Ce qu’il faut impérativement faire depuis le 25 mai pour être conforme au RGPD

La nouvelle réglementation générale de l'UE sur la protection des données (RGPD) est effective depuis le 25 mai, à l’issue d’un processus de préparation débuté en 2012, et d’une production très dense de contenus sur le sujet.

Dès la fin de cette période de transition, les premières plaintes ont été déposées et les premières amendes menacent de pleuvoir sur les retardataires. Le nouveau règlement va profondément impacter les entreprises qui traitent et stockent les données personnelles des citoyens de l'UE. Et dans un monde numérique affranchi des frontières, même les entreprises situées en dehors de l’Europe, qui traitent avec un partenaire européen, sont concernées, comme par exemple le Royaume-Uni, qui est tenu de s’y conformer, malgré le processus de Brexit.

Le montant des amendes peut atteindre 4% du chiffre d'affaires annuel mondial de toute entreprise contrevenante, ou 20 millions d'euros – le montant le plus élevé étant retenu. Même si l’échéance est désormais dépassée, il est encore temps pour les entreprises de s'assurer qu’elles sont prêtes. Et vu le montant que peuvent atteindre les amendes, mieux vaut vérifier deux fois qu’une, en suivant cette liste de préconisations.

Partager l’information avec tous les collaborateurs

Pour gérer l’entrée en vigueur du RGPD, certaines entreprises et organisations ont nommé des délégués à la protection des données (DPD), et initié une véritable ruée pour ce type de profil. Un DPD est à la fois un expert et un défenseur du RGPD : il incite l’entreprise au grand complet à adopter les bonnes pratiques en la matière, et peut aussi recommander des outils pour faciliter la sauvegarde des données en cas d'attaque de l'entreprise.

Les entreprises qui choisissent de ne pas faire appel à un DPD doivent néanmoins garder à l’esprit que le RGPD touche l’ensemble de leurs activités, et donc s’assurer que toutes les parties prenantes ont une parfaite compréhension de ce qu’implique et impose la nouvelle réglementation et son impact sur les activités de l’entreprise.
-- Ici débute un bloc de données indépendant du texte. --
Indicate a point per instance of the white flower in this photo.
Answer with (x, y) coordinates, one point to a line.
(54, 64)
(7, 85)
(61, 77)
Faire un audit complet des données

Il est indispensable, à l'heure actuelle, pour les entreprises de tout savoir des données personnelles dont elles disposent, l’endroit et la façon dont elles sont stockées, et leur provenance. Elles doivent également savoir la raison pour laquelle elles détiennent ces informations et la façon dont elles se les sont procurées, des éléments sur lesquels les agences chargées de l’application du RGPD en local n’hésiteront pas à les questionner.

Les entreprises qui n’ont pas encore une parfaite connaissance de leurs données doivent impérativement trouver des réponses à ces questions encore en suspens. Car, depuis le 25 mai, la loi stipule qu’il est obligatoire pour elles de justifier la base juridique qui sous-tend les activités de traitement de leurs données. Et il n’y aura pas d’indulgence, de la part des autorités, à l'égard des entreprises victimes d’un piratage informatique et qui ne pourront pas assurer la sécurité des informations qu’elles stockent.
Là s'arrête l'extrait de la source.